I had this same dream a few weeks ago! Makes a guy really hate to wake up...

Congrats on a great trip and thank you again for sharing your post and beautiful pics of beautiful fish!


----------



## poiboy (Nov 18, 2010)

Great report. I gotta find me some secluded spots like that.


----------



## ccpay (Jul 29, 2008)

Loah, 
You just lived what I picture as paradise!!! Congrats on all the fun fishing. I am SUPER envious!


----------



## brookieguy1 (Oct 14, 2008)

duck_mojo said:


> 200 dollars if you tell me where this is at cash


I think you would have to pay a few people that much. Loah is in a refined group that still believes "Loose Lips Sink Ships". Good luck with that meager 2 bills.


----------



## Flyfishn247 (Oct 2, 2007)

brookieguy1 said:


> duck_mojo said:
> 
> 
> > 200 dollars if you tell me where this is at cash
> ...


I was thinking the same thing, I would be leery of even taking my wife to a spot like that. As strapped as I am for cash, I would still laugh at that offer. Try adding a couple zeros, then we could talk.


----------



## drsx (Sep 8, 2010)

Flyfishn247 said:


> I was thinking the same thing, I would be leery of even taking my wife to a spot like that.


Hahaha, tell your wife to tighten it up. Just playin.


----------



## LOAH (Sep 29, 2007)

Thanks guys. It's been hard to focus on anything but day dreaming since Saturday.  Trout for brains.



brookieguy1 said:


> I think you would have to pay a few people that much. Loah is in a refined group that still believes "Loose Lips Sink Ships". Good luck with that meager 2 bills.





Flyfishn247 said:


> I was thinking the same thing, I would be leery of even taking my wife to a spot like that. As strapped as I am for cash, I would still laugh at that offer. Try adding a couple zeros, then we could talk.


Two Benji's _does_ sound pretty nice about now, but even if I believed that was a serious offer, it would be hard to sell out a spot that I worked for.
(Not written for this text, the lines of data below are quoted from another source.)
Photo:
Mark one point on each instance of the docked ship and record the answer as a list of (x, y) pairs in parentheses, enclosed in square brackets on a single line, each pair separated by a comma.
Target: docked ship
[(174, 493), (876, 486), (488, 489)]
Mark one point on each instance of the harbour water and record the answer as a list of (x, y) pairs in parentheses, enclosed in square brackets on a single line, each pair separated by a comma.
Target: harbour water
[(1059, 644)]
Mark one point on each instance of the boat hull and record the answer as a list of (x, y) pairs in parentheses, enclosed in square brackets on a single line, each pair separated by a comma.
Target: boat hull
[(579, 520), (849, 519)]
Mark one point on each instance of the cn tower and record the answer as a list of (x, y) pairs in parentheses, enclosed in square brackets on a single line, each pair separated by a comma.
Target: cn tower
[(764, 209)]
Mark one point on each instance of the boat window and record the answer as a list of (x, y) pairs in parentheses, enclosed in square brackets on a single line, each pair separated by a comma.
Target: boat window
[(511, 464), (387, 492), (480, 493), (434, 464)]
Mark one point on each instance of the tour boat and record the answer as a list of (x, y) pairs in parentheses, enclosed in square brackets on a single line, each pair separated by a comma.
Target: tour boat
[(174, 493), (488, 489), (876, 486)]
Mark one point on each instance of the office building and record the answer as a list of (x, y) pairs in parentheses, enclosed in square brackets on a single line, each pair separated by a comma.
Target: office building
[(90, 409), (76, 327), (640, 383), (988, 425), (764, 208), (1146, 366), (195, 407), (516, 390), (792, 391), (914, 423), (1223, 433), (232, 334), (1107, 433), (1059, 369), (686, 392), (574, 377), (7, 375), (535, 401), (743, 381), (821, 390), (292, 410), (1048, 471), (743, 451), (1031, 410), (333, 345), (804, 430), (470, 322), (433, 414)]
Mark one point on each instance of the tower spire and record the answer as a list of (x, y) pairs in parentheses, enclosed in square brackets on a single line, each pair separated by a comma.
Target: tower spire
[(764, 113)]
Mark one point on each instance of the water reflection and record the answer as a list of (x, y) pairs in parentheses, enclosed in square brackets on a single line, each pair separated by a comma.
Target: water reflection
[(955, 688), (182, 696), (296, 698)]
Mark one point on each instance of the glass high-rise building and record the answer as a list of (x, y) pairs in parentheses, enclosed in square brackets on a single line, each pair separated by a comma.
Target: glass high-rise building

I may have been told about another place in the area, but this one I found while bushwhacking the hillside one day.

:O•-:


----------



## MuleyCrazy (Jun 6, 2010)

Those are some toads!


----------



## Steveb (Sep 11, 2007)

I'd be happy just knowing the general area to explore!


----------



## wyogoob (Sep 7, 2007)

Wow.


----------



## BIG-TNT (Oct 19, 2007)

Thank`s for the trip it was awesome


----------



## hedged (May 20, 2012)

I see the trail head picture has gone missing.


----------



## Jed (Feb 25, 2009)

Lots of nice healthy fish for such a small pond.


----------



## JoeRandall (Jun 24, 2012)

That's Awesome! I hope one day to find a hole like that!


----------